Now, it’s important to note that while this loaner GTI has been maintained to an excellent standard, it is still a 35-year-old car. The paint is in fair condition (at best) and the interior shows signs of use. The rear hatch even has a failed strut; I had to prop it open with my head while I loaded and removed grocery bags. Yeah, I took it shopping; it’s a hatchback! But with these obvious superficial deficiencies, it stands to reason that other items have their share of age- and wear-related maladies.
But even notwithstanding the quirks of automotive senior citizenship, there’s plenty to be said about how the GTI’s character has evolved over the past three decades. Today’s GTI is meant to be the refined hot hatch buyer’s default choice. There’s nothing particular refined about this GTI’s highway manners. Its short gearing puts plenty of torque on tap for highway passing, but at the cost of noise. It’s loud and twitchy over surface imperfections, and the gabby, high-revving 1.8-liter found here is very much a relic of a bygone era. Sure, it’s still practical, but I wouldn’t go so far as to call it “grown-up.”
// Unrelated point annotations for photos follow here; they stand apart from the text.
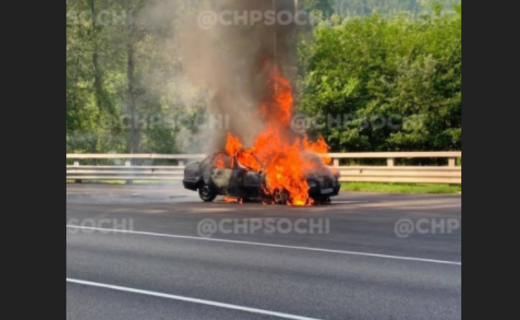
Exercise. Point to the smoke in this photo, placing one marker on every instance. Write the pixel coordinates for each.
(231, 62)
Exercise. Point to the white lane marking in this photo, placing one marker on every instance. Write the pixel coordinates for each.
(364, 254)
(186, 299)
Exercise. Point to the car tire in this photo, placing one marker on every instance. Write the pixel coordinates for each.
(207, 193)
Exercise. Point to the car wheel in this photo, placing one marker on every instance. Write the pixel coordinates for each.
(207, 193)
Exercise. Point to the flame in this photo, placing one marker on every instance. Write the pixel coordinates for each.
(283, 153)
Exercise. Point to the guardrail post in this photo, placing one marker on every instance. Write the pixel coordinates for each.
(452, 162)
(128, 163)
(76, 164)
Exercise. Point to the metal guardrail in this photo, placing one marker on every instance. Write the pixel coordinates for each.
(450, 174)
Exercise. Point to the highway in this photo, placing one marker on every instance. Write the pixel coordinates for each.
(137, 252)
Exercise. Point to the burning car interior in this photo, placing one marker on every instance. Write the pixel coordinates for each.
(280, 167)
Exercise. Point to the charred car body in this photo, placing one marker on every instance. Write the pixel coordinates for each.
(220, 174)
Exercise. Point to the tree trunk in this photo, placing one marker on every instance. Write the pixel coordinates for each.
(132, 103)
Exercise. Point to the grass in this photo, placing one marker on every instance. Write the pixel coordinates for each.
(401, 188)
(345, 186)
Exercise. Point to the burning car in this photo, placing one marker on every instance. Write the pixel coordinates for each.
(281, 165)
(222, 174)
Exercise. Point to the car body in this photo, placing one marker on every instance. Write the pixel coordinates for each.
(220, 174)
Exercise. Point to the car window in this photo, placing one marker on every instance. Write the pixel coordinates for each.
(223, 161)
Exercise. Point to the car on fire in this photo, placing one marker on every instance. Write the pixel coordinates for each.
(221, 174)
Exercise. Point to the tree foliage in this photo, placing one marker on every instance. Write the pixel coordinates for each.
(394, 83)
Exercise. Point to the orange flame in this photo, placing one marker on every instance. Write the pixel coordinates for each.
(284, 154)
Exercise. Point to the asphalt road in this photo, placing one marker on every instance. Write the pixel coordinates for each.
(137, 252)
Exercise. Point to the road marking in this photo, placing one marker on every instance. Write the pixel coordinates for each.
(186, 299)
(364, 254)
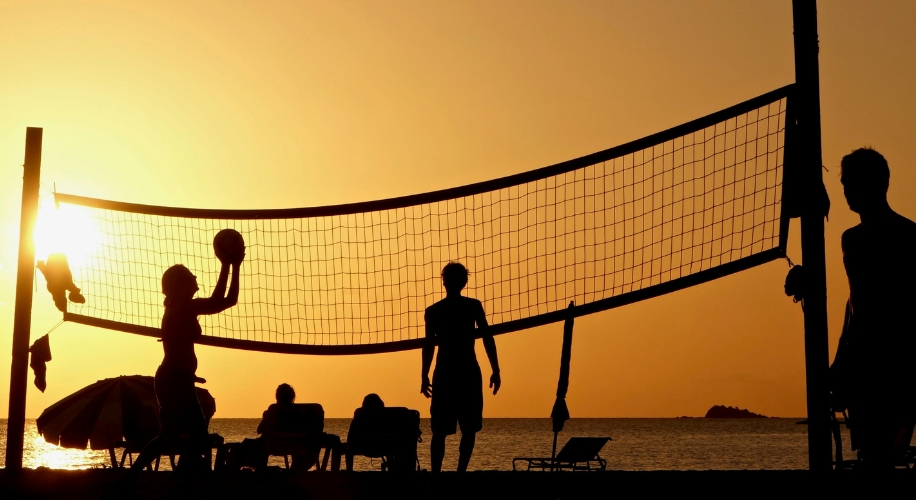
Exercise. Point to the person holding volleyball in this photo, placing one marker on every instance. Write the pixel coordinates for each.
(179, 410)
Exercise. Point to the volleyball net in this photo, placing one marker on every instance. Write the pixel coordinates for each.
(672, 210)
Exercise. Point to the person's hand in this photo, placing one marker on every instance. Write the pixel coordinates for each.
(495, 382)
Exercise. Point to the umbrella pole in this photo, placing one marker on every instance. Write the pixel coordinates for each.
(553, 454)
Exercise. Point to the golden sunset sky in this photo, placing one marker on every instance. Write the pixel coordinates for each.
(276, 104)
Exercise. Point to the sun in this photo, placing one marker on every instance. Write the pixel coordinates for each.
(64, 229)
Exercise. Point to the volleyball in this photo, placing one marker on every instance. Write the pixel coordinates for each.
(229, 246)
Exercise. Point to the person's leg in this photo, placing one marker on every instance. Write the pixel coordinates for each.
(437, 451)
(465, 448)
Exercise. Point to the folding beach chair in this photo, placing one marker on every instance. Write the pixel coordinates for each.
(579, 453)
(300, 431)
(906, 459)
(390, 433)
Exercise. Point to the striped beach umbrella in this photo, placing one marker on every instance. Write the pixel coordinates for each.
(108, 411)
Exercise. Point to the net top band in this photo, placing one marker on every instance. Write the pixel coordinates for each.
(434, 196)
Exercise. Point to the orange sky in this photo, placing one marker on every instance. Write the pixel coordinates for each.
(283, 104)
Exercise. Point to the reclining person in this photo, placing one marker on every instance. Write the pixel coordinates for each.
(388, 433)
(283, 417)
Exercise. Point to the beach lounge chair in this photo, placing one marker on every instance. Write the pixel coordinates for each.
(300, 432)
(390, 434)
(579, 453)
(905, 459)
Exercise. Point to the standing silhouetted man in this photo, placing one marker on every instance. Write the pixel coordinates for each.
(457, 388)
(872, 374)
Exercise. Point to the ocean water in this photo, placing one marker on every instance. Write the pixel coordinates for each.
(637, 443)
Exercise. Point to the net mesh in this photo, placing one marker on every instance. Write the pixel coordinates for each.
(703, 198)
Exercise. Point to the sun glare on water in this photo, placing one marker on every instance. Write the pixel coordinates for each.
(65, 229)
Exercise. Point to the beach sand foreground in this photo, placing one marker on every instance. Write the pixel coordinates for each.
(103, 483)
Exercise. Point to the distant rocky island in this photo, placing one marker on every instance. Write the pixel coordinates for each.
(721, 411)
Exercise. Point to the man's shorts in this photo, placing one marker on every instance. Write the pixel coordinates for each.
(457, 399)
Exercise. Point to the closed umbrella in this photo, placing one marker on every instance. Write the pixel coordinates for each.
(104, 413)
(560, 413)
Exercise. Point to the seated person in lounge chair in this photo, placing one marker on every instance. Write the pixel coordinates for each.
(387, 433)
(284, 425)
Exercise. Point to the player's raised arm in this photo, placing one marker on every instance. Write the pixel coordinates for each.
(229, 247)
(489, 345)
(428, 350)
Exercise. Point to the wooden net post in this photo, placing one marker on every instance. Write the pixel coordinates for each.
(22, 320)
(813, 213)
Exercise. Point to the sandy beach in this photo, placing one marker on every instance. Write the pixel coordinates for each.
(100, 483)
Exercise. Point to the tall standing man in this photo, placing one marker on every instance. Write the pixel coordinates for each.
(457, 388)
(872, 371)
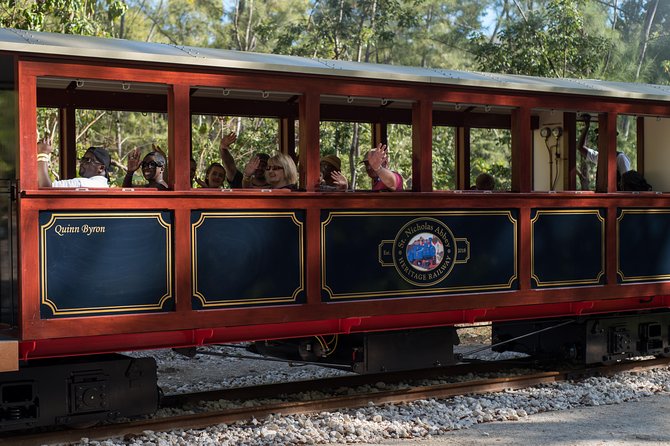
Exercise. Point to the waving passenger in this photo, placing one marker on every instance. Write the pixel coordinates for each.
(94, 168)
(153, 166)
(281, 172)
(376, 165)
(331, 178)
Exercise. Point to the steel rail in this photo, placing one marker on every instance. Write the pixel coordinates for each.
(203, 420)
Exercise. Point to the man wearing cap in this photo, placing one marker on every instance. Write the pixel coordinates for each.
(93, 168)
(330, 178)
(376, 165)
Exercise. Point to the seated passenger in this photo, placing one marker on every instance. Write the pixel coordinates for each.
(94, 168)
(194, 168)
(330, 178)
(153, 166)
(254, 173)
(485, 181)
(232, 174)
(281, 172)
(634, 181)
(214, 176)
(376, 165)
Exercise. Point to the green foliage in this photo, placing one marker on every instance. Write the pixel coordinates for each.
(548, 42)
(84, 17)
(553, 38)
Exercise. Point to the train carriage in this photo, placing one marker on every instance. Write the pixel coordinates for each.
(88, 272)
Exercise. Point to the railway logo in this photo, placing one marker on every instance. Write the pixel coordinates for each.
(424, 251)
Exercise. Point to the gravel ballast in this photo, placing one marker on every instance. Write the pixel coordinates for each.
(424, 420)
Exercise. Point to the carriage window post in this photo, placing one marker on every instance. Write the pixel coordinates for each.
(287, 136)
(422, 146)
(27, 98)
(309, 118)
(179, 136)
(463, 158)
(570, 138)
(521, 150)
(67, 132)
(379, 133)
(640, 144)
(606, 176)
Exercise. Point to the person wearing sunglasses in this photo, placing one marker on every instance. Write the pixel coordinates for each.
(153, 166)
(281, 172)
(94, 168)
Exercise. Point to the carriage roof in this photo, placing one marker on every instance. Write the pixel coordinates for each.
(73, 46)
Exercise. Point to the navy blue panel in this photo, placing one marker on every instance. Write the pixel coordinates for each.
(95, 263)
(369, 254)
(247, 258)
(567, 247)
(644, 245)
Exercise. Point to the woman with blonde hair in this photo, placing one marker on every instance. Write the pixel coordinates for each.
(281, 172)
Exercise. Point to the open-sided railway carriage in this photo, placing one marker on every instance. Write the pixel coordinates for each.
(301, 264)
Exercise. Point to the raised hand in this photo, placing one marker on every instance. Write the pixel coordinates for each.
(45, 146)
(134, 160)
(339, 180)
(252, 166)
(227, 140)
(378, 157)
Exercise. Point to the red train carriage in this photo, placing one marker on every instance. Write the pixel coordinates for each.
(90, 272)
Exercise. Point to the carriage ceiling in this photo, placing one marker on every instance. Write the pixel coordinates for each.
(65, 45)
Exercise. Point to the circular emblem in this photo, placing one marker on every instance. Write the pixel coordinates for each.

This GTI was probably much sharper and more dialed-in the day it rolled out of the factory in Pennsylvania, and while it may not be the precision instrument it was in 1984, it still packs plenty of charm, and its anachronistic idiosyncrasies should appeal to the type of buyer who actually wants a proper mid-1980s time capsule.
But I’d find one with air conditioning.